Laras menunjukkan ekspresi wajah bingungnya bersamaan dengan Varo yang menggeram kesal disana.
"Kau ini siapanya Laras, sih? suka sekali ikut campur!" sergah Varo menatap kesal pada Verga.
"Kau itu tidak tau diri, yah? sudah menyakiti Laras, sekarang kembali tanpa rasa bersalah, ingin menambah lukanya lagi atau bagaimana?" sinis Verga.
"Hentikan astaga!!" laras bangun dari duduknya. Ia berusaha menahan dirinya yang sudah mulai ikut terbawa emosi.
"Jika masih ingin berdebat seperti ini, sebaiknya kalian pulang saja!" sentak Laras penuh emosi.
"Dia duluan yang memulai, Ras. Bukan aku, aku hanya datang untuk mengajakmu keluar tapi kenapa dia malah melarangku." Adu Varo.
"Tentu saja aku melarangmu, aku tidak mungkin membiarkan sahabatku disakiti lagi oleh pria sepertimu." balas Verga.
"Kau tidak tau cerita yang sebenarnya, tapi kenapa jadi sok tau sekali?"
"Karena kau itu memang bajingan!" tekan Verga, setelahnya ia tersenyum meremehkan kearah Varo.
"Keparat sialan kau!" Varo bangkit siap melayangkan pukulan pada wajah Verga, jika saja Laras tak langsung berdiri ditengah tengah mereka, mungkin kedua manusia itu sudah saling memberi tanda diwajah masing masing-masing.
"Jika kalian tidak pulang sekarang, maka aku menolak untuk bertemu dengan kalian lagi." Sahut Laras, ia lebih memilih mengambil jalan tengah, tak mungkin ia memihak salah satu diantara mereka, itu akan menimbulkan kesalah pahaman.
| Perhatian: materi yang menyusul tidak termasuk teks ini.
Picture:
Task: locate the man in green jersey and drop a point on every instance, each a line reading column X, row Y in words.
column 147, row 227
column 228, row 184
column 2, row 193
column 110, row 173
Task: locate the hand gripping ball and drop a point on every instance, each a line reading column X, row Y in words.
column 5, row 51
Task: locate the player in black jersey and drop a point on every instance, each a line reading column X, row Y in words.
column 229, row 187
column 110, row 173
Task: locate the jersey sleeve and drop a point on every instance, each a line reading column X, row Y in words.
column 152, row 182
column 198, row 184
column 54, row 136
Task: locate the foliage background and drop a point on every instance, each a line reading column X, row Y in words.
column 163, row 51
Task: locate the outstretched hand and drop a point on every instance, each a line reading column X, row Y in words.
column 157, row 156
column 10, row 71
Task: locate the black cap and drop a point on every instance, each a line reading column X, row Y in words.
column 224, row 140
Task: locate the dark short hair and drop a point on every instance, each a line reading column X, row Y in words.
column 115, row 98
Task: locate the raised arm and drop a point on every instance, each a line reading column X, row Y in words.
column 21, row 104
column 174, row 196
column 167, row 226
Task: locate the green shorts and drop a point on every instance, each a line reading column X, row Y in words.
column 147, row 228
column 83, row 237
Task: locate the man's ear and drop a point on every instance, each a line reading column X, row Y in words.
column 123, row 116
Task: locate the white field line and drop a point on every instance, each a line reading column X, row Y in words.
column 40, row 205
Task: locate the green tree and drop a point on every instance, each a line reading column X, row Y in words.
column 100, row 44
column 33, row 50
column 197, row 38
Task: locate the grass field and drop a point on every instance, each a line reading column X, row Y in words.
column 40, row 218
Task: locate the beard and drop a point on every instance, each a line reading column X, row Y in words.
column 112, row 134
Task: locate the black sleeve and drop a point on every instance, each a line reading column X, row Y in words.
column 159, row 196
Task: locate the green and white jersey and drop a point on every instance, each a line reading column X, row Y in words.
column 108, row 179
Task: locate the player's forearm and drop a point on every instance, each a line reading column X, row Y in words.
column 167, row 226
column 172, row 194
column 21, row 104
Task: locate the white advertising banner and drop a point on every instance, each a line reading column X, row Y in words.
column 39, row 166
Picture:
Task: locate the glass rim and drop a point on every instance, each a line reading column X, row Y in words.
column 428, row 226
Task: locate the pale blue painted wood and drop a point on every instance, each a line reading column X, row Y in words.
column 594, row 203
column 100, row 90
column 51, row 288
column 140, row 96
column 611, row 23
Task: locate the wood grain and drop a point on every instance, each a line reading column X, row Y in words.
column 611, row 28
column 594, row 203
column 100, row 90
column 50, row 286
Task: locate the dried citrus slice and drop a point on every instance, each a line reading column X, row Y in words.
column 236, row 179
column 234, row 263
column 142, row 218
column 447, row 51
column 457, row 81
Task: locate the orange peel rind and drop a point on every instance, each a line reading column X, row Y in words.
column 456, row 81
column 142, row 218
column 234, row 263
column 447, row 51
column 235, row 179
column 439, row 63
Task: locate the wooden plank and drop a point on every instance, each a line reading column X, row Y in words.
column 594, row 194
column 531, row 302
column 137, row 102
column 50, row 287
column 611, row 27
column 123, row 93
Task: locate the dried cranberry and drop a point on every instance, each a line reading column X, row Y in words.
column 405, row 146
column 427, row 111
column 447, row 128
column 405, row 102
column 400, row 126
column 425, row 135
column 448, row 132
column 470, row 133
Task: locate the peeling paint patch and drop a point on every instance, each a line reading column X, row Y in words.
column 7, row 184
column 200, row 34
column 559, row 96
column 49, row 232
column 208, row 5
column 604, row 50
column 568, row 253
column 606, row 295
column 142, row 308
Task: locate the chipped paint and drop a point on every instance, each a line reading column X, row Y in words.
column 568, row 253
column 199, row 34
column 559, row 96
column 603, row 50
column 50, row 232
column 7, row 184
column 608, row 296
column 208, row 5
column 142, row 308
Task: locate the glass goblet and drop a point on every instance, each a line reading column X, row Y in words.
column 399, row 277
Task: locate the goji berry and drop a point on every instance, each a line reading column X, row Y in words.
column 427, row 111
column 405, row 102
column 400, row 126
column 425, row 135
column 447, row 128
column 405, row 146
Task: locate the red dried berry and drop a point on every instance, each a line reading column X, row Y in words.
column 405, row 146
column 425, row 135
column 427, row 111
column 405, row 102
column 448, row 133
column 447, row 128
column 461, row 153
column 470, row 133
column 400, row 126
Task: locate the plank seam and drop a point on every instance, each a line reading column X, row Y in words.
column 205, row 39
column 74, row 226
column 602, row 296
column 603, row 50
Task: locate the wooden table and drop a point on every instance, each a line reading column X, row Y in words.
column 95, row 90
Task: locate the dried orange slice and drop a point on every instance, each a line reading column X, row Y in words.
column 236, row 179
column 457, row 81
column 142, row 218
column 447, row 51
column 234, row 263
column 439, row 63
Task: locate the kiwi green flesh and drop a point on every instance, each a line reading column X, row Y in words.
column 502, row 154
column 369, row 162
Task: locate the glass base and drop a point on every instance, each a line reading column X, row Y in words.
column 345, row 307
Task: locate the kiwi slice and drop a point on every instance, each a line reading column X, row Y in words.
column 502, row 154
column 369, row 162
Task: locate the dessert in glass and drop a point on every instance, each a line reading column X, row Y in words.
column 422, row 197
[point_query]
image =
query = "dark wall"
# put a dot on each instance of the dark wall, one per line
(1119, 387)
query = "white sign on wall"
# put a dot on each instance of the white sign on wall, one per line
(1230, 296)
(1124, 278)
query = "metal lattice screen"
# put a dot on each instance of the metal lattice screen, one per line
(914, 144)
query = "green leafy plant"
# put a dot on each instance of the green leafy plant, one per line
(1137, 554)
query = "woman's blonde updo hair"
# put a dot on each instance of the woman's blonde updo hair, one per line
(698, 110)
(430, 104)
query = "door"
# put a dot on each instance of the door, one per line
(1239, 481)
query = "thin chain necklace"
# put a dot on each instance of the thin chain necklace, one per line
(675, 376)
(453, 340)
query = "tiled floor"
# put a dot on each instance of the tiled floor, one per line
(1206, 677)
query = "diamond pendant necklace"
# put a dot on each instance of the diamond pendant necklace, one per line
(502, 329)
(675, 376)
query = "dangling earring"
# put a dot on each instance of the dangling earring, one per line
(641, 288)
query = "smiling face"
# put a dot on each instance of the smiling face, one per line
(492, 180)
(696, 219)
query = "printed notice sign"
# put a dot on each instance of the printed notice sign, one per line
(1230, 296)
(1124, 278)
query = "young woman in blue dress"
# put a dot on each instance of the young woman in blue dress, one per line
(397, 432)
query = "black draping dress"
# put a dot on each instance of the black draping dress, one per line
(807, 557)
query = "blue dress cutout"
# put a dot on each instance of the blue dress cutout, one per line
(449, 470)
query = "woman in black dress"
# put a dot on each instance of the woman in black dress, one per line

Varo tampak menghela nafas pelan, jika saja bukan karena Laras, mungkin ia sudah mendaratkan beberapa pukulan di wajah Verga, bahkan jika perlu ia lebih memilih menghabisi orang itu saja agar tak ada lagi yang bisa menghalanginya dekat dengan Laras.
"Baiklah, Laras aku pamit dulu, ingat! hubungi aku jika terjadi sesuatu, mengerti?" Laras hanya mengangguk paham mendengar ocehan Verga.
Verga beralih menatap Varo yang masih berdiam diri disana, ia menarik kasar pria itu keluar. "Kau juga ikut keluar bodoh!" Varo memberontak tapi tetap tak bisa lepas dari tarikan Verga.
Laras menutup rapat pintu rumahnya setelah kedua pria itu keluar dari rumahnya, ia mengusap pelan dadanya berusaha menetralkan nafasnya, emosinya masih sedikit menguasai dirinya.
-
"Lepaskan brengsek!" Varo menghempas kuat tangan Verga setelah berada dihalaman rumah milik Laras.
"Jika ingin bersaing denganku, tidak begini caranya sialan!" geram Verga, tangannya sudah terkepal kuat dibawah sana.
"Apa maksudmu?!" teriak Varo tidak terima.
"Kau tidak mengerti caranya bersaing, yah? sehingga harus mengarang cerita tentang ayahmu kepada Laras agar dia percaya?" kali ini suara Verga menurun lebih tepatnya seperti bisikan tajam.